Earlier this week, two autonomous cars, operated by Google and Audi, had a close call on the street of Silicon Valley, the first known near collision of its kind.
Can Self-Driving Cars Crash Into Each Other?
Jonathan Zhou

At least there won’t be any road rage if self-driving cars hit each other.

After six years of driving in test lots and on California roads, Google’s self-driving cars have covered 1.8 million miles and racked up exactly a dozen accidents, according to the project’s monthly report for May 2015 (the first time it included accident information in the report). 

Due to the rarity of self-driving cars, there had been little to no risk of one bumping into another autonomous vehicle—until now.

Last week, two autonomous cars, operated by Google and Audi, reportedly had a close call on the streets of Silicon Valley, according to Reuters, making it the first known near collision of its kind.

Audi maintains that the incident was not a close call at all, and one of the engineers on the Carnegie Mellon research team that powers the Audi vehicle said via email that what happened was how self-driving cars allow other cars to change lanes.

The incident naturally fosters speculation about a future where machine error could replace human misjudgment as the No. 1 killer on the streets. So just how safe will self-driving cars be?

One answer to the question is tautological: Self-driving navigational systems would likely only be approved for commercial use when—not if—they become as cautious and reliable as the average human driver.

Optimistic studies predict that mass production of self-driving cars will start in a mere 15 years, and that the adoption of the technology could cut down traffic accidents by as much as 90 percent and save hundreds of billions in health care costs in the United States. The savings—both in human life and the cost of dealing with injuries—would be even greater in countries like India and China, where the rate of fatal traffic accidents is more than three times the U.S. rate.

Even if self-driving cars perform less well than the average driver, they could still be used in selective scenarios: subbing for a truck driver who has already worked for more than a dozen hours, or a drunk driver returning home from a night out on the town.

A Bumpy Road Ahead

Still, the challenges of creating a self-driving navigational system that can perform well in all terrains—not just simple ones like highways—are numerous. For a car to drive as well as a human in all respects, it will need a high level of artificial intelligence to interpret certain visual cues, such as a policeman waving at a car to stop or go, that aren’t as simple as detecting an object on a radar map.

Then there are the basic problems that come with software. Older personal computers can experience frequent breakdowns, and having your call dropped while talking on a cellphone is a universal experience in the 21st century. Self-driving software systems could also be hijacked by hackers.

“The engineering challenges to development of software-based systems that can operate safely in the highly unpredictable traffic environment are formidable,” said Steven Shladover, a research engineer at UC Berkeley, via email.
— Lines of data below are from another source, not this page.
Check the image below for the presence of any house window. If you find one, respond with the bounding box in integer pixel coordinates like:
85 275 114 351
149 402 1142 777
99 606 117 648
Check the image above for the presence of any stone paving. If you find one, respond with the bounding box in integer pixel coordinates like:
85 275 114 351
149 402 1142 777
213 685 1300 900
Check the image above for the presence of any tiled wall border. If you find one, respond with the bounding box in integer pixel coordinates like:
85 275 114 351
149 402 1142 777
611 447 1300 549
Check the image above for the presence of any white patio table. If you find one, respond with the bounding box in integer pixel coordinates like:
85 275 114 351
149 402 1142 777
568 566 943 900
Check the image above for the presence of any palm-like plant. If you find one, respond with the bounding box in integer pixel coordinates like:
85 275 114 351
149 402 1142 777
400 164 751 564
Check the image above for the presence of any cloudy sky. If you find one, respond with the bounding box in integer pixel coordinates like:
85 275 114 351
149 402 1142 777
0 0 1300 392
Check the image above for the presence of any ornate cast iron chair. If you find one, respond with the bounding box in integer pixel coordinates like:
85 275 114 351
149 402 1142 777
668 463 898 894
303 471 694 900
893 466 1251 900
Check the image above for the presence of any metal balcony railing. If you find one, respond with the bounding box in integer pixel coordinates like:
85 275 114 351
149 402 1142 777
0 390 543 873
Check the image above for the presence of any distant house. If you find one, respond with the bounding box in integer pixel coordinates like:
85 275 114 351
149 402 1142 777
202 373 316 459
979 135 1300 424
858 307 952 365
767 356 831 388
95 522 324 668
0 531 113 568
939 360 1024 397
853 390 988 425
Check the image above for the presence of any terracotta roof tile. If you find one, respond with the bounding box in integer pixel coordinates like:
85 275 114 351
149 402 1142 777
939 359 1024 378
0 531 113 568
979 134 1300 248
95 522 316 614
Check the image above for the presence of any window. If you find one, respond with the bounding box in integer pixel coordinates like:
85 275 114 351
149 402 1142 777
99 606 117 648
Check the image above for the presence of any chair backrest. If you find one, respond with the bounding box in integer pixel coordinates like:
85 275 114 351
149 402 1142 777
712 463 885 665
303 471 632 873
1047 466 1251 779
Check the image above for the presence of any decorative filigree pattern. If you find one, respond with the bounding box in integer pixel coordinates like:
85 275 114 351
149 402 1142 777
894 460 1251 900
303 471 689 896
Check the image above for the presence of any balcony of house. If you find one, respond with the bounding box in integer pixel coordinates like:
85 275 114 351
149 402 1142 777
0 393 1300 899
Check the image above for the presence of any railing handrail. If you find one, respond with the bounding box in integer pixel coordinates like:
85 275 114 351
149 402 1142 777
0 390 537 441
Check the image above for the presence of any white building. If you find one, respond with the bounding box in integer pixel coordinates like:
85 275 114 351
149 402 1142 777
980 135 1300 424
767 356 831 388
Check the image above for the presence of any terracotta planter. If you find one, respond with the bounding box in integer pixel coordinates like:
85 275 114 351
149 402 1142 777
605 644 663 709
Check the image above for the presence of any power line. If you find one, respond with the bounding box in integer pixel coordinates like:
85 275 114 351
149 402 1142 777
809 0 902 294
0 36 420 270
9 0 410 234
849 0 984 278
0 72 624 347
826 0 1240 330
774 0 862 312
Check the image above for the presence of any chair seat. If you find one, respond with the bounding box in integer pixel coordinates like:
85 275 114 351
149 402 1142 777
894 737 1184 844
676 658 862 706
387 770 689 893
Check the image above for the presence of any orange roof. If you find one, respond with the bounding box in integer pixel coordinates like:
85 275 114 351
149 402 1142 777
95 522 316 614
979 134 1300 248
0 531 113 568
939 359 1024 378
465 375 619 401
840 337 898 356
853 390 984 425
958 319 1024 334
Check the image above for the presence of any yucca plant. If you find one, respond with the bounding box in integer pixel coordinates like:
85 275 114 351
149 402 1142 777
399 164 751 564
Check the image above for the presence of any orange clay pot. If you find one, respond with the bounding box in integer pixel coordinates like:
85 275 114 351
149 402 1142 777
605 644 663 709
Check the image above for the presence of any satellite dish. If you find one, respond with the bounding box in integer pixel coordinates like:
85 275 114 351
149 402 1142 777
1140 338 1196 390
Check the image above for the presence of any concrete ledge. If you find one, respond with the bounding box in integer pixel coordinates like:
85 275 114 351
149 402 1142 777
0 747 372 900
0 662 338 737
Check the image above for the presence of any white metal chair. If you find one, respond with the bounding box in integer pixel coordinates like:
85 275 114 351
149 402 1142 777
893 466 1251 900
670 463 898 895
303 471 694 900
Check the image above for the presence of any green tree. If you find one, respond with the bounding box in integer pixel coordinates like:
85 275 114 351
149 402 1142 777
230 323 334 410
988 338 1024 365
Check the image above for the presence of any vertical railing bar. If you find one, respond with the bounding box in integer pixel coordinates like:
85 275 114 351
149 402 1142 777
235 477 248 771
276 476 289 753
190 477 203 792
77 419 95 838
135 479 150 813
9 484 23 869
In absolute terms, Shladover says, car accidents, especially fatal ones, are a rare event: Car-related injuries occur once every 65,000 hours of driving, and fatal injuries every 3 million hours of driving. He expects fully autonomous cars to be at least decades away from mass production.

“Compare these large numbers of hours between serious errors with the frequency of malfunctions on laptop computers or dropped calls on mobile phones to get a sense of how much more work needs to be done,” Shladover said.
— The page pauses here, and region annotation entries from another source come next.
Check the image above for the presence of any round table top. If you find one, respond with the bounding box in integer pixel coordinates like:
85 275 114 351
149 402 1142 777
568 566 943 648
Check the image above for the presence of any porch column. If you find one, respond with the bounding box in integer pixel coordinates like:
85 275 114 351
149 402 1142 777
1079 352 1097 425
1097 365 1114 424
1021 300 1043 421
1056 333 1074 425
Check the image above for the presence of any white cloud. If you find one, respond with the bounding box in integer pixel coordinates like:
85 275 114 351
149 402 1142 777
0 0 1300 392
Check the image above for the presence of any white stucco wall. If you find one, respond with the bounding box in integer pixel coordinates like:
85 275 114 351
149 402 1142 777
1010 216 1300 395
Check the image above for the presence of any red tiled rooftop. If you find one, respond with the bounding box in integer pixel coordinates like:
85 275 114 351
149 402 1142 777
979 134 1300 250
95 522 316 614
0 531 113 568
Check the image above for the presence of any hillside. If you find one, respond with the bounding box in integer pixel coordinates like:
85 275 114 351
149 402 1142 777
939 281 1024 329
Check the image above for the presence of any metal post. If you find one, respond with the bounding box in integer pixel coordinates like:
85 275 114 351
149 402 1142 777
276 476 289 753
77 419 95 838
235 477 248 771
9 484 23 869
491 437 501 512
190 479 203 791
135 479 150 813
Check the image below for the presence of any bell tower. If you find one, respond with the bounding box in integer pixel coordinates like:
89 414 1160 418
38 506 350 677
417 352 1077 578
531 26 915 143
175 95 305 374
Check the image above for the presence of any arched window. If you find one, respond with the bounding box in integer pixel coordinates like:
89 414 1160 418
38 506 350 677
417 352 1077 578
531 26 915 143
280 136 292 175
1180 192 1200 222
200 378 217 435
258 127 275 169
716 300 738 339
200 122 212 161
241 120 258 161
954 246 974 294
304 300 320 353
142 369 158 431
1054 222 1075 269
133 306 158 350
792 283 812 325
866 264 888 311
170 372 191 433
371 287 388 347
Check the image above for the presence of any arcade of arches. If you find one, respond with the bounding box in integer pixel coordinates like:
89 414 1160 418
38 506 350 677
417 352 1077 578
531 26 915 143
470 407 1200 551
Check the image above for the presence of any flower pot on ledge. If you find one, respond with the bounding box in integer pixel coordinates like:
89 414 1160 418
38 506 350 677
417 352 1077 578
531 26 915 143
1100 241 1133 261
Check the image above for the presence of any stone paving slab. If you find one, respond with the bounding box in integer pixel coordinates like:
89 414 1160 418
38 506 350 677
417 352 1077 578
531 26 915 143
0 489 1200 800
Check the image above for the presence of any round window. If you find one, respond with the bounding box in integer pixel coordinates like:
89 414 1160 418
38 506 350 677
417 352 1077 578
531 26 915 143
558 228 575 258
On the other hand, Google boasts that in 1.8 million test-hours, all 12 accidents sustained by autonomous vehicles have been fender benders, with no injuries, and all caused by the other car—all driven by humans of course. But then again, Google is testing its vehicles in an ideal setting, avoiding places with snow, for example, which would interfere with a vehicle’s sensors.

Many of the difficulties that self-driving cars face could disappear once there are enough other self-driving cars on the road: They could pool data on a common network and communicate with each other better than they could with human drivers. For example, a self-driving car making a lane-change would never forget, save in the case of a device malfunction, to alert cars in the vicinity of its course of action.

However safe self-driving cars could be, their behavior could still be manipulated by humans with bad intentions. If the driving patterns of autonomous vehicles are customizable, their owners could make them drive more dangerously than what is optimal.

“Autonomous vehicles could be (re-)programmed by their owners to make them behave more aggressively (merging into traffic at unsafe speed or with inadequate spacing) and sensors are prone to jamming (effectively blinding the vehicle),” commented Ryan Gerdes, a researcher at Utah State University who studies autonomous navigational systems, via email. “Each of these situations could result in accidents.”